The sum of $4$th and $8$th terms of an A.P. is $24$ and the sum of $6$th and $10$th terms of the same A.P. is $44$. Find the first three terms.

Answer 1

We know that the formula for the nth term is $t_n=a+(n-1)d$, where $a$ is the first term, $d$ is the common difference.

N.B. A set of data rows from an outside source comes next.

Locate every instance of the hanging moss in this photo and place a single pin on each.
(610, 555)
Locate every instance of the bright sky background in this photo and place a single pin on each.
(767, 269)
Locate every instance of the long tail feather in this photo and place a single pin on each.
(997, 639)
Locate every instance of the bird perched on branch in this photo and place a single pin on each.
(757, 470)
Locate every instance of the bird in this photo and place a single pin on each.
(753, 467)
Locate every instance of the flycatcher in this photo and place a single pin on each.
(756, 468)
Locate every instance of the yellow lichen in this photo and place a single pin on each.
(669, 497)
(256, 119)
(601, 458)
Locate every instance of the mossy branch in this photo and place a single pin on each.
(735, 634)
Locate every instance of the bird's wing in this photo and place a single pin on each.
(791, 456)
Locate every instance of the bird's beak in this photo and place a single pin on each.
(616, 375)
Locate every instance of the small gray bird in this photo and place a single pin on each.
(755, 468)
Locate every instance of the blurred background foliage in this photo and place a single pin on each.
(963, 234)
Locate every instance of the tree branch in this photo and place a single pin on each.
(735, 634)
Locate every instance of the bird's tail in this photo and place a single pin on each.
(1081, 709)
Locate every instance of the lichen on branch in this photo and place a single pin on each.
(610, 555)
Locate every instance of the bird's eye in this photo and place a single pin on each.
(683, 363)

The $4$th, $6$th,$8$th and $10$th term of an A.P are:

$t_4=a+(4-1)d=a+3d$

$t_6=a+(6-1)d=a+5d$

$t_8=a+(8-1)d=a+7d$

$t_{10}=a+(10-1)d=a+9d$

It is given that the sum of $4$th and $8$th term is $24$, therefore,

$(a+3d)+(a+7d)=24\Rightarrow 2a+10d=24\Rightarrow a+5d=12......\left(1\right)$

Also, it is given that the sum of $6$th and $10$th term is $44$, therefore,

$(a+5d)+(a+9d)=44\Rightarrow 2a+14d=44\Rightarrow a+7d=22......\left(2\right)$

Now, subtract equation 1 from 2 as follows:

$(a-a)+(7d-5d)=22-12\Rightarrow 2d=10\Rightarrow d=\frac{10}{2}=5$

Substitute the value of the difference $d=5$ in equation 1:

$a+(5\times 5)=12\Rightarrow a+25=12\Rightarrow a=12-25=-13$

Now, the first term is $a_1=-13$ and the difference is $d=5$, therefore, the next two terms of the A.P are:

$a_2=a_1+d=-13+5=-8$

$a_3=a_2+d=-8+5=-3$

Hence, the first three terms are $-13,-8,-3$.